Description of problem: Applications that are listening on a port for connections sometimes goes into a state where it will refuse new connections. Restarting the application so that it binds to the port again fixes the problem. Version-Release number of selected component (if applicable): I did not notice the problem on kernel-xenU-2.6.17-1.2145_FC5 , but have on more recent kernels such as kernel-xenU-2.6.17-1.2174_FC5 How reproducible: The problem is very intermittant. I see it mostly on the most busy ports, such as the SMTP server on my primary mail server, or the HTTP port on the most busy webservers (Which are on different XenU images). I don't see it on servers that are more infrequently accessed. Steps to Reproduce: Unfortunately not a simple thing that can be reproduced at will. Additional info: I am aware of the addition of scatter/gather support being added to xennet, and this may be a problem solved by those patches: https://bugzilla.redhat.com/bugzilla/show_bug.cgi?id=189112 It may also relate to the TCP checksum problem observed elsewhere https://bugzilla.redhat.com/bugzilla/show_bug.cgi?id=186183 . I am not running NAT on these machines. These problems may be fixed with the fixes to the other bugs, but I wanted there to be a bug report that people can attach to that have noticed this problem. This way we will have more people testing to ensure that it is gone.

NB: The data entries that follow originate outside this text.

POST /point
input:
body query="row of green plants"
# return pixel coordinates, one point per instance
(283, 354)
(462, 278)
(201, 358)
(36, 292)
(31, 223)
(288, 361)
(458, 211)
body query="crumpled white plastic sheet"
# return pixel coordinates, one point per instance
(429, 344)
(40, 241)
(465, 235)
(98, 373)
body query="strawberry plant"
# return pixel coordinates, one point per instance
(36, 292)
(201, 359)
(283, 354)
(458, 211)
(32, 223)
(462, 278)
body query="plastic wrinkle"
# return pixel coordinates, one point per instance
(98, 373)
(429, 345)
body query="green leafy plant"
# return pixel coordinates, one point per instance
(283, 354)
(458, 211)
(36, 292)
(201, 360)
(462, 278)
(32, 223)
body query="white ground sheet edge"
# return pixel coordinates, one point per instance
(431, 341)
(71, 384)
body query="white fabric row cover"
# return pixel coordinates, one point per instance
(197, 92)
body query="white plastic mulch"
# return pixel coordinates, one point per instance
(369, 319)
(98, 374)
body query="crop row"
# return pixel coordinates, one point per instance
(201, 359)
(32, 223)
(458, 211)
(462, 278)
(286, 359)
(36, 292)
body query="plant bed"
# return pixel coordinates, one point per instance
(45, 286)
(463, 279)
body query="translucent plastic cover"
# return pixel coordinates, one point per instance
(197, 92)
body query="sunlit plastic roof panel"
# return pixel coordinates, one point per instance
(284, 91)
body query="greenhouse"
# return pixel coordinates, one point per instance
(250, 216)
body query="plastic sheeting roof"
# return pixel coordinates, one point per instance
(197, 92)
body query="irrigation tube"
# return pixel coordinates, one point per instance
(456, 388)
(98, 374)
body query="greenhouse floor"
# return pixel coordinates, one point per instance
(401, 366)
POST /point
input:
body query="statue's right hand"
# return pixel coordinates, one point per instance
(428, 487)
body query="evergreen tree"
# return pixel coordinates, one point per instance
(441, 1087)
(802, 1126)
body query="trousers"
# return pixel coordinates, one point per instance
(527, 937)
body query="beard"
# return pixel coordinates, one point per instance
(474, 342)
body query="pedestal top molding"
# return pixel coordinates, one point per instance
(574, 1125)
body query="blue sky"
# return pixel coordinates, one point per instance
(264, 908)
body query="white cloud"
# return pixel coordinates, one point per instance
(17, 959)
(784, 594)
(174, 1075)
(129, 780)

I want to note that I have seen this problem too. I've set Apache to restart ever 4 hrs so that there isn't too much down time, but I am finding this very frustrating. It only seems to happen on one virtual server that I have noticed (in my install). It is odd because Apache is running (just not listening), and it doesn't seem to affect any other ports (I can still ssh in).. Port 80 just isn't responding.
Thanks for the report. I'm not aware of any existing bugs that can produce a behaviour like this so this could be something new. What kernel version are you guys using in dom0? When this problem occurs, I would like to see the output of ss -an (or netstat -ant if you dont have ss). Please also attach strace to the daemon process, do a tcpdump on the vifX.0 interface in dom0 as well as on eth0 in domU and then attempt a connection to it.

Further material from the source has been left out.